What amazes me is that in spite of everything Noah is fighting against right now – continued daily seizures and a new anti-seizure med that has temporarily taken away his ability to walk – he is still breaking down barriers to thrive. Maybe that’s what really makes Noah different. He doesn’t know defeat.

Yesterday, while Noah was finishing his dinner, his father and grandparents hovering over him with giant grins of adoration, I was in the kitchen making our dinner (way less fat than Noah’s Modified Atkins Diet for seizure control). As I whisked our cheese sauce I heard Noah say, “Ma Ma.” It was as clear as could be, with a deliberate “mmmm” sound, and a final smacking of the lips. I dropped the fork and raised my head. When I walked into the family room a second later, Noah’s grandmother was lifting him from his highchair. He had chicken on his face and his hair was slicked back from the grease of the mayo, his cowlick gone wild, rocker style. “Did you hear that?” Mike asked. I nodded, smiling. It was all so clear then. Of course Noah is different.
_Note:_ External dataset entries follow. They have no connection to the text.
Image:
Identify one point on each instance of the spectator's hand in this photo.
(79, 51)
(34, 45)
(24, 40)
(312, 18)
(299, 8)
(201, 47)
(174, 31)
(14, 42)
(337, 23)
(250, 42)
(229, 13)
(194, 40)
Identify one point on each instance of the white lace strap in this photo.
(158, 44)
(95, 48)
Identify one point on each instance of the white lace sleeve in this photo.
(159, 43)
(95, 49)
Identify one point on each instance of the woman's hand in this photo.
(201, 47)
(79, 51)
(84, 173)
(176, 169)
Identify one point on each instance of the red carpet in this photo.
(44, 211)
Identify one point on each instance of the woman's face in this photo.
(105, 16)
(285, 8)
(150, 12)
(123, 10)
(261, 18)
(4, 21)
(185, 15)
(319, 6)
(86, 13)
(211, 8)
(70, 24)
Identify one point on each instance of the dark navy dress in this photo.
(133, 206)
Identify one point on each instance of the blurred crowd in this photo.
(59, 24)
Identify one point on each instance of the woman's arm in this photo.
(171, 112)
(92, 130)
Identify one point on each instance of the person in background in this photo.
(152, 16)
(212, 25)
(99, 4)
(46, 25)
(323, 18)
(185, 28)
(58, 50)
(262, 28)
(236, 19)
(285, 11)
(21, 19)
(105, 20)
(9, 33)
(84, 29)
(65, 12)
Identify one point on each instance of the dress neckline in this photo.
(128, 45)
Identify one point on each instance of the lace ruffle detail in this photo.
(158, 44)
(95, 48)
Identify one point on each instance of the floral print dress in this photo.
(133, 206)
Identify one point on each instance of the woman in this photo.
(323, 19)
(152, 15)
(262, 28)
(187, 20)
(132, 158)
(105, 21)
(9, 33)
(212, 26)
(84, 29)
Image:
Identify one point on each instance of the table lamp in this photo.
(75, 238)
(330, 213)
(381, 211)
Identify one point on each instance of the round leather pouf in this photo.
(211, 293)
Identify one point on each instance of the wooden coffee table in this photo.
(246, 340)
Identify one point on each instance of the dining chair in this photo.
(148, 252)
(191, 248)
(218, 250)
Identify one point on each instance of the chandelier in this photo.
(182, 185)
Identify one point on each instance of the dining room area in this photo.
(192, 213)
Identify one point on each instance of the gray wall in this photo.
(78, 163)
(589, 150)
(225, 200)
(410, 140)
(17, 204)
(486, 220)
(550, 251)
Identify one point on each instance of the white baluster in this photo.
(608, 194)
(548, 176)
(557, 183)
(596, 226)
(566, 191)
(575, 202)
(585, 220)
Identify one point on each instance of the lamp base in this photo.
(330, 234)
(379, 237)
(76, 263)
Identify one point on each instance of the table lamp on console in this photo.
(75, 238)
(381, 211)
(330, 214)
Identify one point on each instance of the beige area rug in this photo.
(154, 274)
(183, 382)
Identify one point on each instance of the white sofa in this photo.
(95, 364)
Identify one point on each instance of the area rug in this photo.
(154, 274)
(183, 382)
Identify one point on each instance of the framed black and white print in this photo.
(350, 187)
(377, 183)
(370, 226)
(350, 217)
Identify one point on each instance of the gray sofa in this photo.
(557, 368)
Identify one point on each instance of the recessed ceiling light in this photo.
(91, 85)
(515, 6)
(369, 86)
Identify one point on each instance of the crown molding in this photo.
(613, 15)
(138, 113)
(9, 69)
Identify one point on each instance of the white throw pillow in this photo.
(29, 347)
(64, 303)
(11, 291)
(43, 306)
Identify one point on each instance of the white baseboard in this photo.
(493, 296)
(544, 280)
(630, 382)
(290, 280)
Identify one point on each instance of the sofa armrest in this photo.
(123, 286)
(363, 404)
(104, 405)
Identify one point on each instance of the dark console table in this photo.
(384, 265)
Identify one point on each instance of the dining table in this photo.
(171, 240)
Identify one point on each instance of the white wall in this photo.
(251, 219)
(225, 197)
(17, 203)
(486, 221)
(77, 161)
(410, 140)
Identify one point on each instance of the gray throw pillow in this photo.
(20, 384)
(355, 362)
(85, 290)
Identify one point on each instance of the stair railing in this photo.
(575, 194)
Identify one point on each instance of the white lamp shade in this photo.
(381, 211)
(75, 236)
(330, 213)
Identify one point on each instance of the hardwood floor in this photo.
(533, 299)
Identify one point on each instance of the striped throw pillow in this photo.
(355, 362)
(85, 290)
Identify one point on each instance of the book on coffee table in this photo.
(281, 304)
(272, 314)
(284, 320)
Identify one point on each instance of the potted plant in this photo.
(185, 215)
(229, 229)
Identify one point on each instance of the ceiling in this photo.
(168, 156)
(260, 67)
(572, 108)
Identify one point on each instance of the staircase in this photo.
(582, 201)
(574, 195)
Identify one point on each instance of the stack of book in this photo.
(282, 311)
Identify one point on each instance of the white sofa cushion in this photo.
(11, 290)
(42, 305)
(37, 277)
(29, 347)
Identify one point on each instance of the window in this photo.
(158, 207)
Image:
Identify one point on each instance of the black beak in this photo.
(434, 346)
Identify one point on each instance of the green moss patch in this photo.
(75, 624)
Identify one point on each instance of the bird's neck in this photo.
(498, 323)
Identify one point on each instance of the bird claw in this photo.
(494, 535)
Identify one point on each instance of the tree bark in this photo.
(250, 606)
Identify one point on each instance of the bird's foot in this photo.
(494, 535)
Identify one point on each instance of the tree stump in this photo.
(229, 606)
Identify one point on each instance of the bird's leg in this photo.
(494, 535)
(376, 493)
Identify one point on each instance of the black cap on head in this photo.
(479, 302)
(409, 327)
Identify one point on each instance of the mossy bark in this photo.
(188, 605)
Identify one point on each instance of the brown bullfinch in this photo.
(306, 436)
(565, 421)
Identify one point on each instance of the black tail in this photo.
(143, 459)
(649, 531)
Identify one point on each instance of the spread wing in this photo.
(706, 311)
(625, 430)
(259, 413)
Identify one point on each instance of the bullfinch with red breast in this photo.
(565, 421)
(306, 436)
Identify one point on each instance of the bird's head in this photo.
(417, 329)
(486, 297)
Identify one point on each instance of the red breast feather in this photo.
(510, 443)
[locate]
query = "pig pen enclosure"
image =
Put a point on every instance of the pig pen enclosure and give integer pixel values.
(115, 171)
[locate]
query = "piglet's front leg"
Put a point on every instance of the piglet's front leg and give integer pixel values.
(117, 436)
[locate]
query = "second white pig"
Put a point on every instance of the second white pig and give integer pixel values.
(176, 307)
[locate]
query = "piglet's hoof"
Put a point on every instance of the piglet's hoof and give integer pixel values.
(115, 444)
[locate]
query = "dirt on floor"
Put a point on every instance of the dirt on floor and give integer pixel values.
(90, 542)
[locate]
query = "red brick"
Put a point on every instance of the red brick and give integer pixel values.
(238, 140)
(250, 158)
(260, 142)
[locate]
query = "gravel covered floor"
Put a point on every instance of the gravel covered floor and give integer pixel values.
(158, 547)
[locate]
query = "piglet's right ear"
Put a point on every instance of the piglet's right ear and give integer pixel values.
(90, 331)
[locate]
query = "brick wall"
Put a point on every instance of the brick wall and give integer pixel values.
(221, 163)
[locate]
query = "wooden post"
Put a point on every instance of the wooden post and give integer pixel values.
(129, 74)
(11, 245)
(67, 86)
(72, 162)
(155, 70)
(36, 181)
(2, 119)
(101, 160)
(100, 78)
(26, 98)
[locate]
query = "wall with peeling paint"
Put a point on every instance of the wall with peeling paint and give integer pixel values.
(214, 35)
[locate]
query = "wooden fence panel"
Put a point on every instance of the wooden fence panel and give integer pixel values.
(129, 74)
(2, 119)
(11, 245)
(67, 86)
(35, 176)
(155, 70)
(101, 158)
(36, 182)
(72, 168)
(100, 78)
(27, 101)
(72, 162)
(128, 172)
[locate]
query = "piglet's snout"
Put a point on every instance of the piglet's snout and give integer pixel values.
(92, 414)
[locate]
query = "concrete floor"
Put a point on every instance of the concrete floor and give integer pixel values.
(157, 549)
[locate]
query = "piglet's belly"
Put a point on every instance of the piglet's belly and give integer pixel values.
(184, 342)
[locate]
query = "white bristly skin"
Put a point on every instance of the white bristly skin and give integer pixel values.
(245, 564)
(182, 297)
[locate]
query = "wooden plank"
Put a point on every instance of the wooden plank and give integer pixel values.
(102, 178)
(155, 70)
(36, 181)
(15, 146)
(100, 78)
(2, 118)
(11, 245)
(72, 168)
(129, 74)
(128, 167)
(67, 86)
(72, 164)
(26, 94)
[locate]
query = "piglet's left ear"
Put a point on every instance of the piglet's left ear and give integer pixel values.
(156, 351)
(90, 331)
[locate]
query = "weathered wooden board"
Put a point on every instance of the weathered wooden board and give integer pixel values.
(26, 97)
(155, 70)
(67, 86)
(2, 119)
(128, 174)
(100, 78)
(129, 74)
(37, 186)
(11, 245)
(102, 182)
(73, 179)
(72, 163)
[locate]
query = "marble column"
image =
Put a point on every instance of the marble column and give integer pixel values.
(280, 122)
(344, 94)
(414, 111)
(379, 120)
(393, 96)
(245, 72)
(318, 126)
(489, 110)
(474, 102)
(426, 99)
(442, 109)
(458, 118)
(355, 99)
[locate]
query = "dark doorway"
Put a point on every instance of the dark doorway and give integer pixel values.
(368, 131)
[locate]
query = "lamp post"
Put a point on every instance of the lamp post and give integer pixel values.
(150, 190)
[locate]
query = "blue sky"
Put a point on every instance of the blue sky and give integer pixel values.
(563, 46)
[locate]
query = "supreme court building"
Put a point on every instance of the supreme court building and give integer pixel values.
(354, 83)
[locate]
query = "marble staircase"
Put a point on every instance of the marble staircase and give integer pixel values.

He’ll always be music to his Mama’s ears.

The Notebook

May 4th, 2010

We keep a notebook on our hutch in the family room. It’s a green marble notebook that a hospital staffer gave me a year ago when Noah was in the PICU. On the first page is a letter I wrote to Noah the day he was shaken. I sat Indian-style on the burgundy foldout chair in Noah’s hospital room, the lights from the machines next to Noah blinking, and the pale blue light from the courtyard softly illuminating the notebook. I told Noah how much I loved him, what a joy he had been to me from the moment he came into my world. I’m not sure what I thought would come of the letter. Certainly, I didn’t think it was a good-bye, and luckily, it wasn’t.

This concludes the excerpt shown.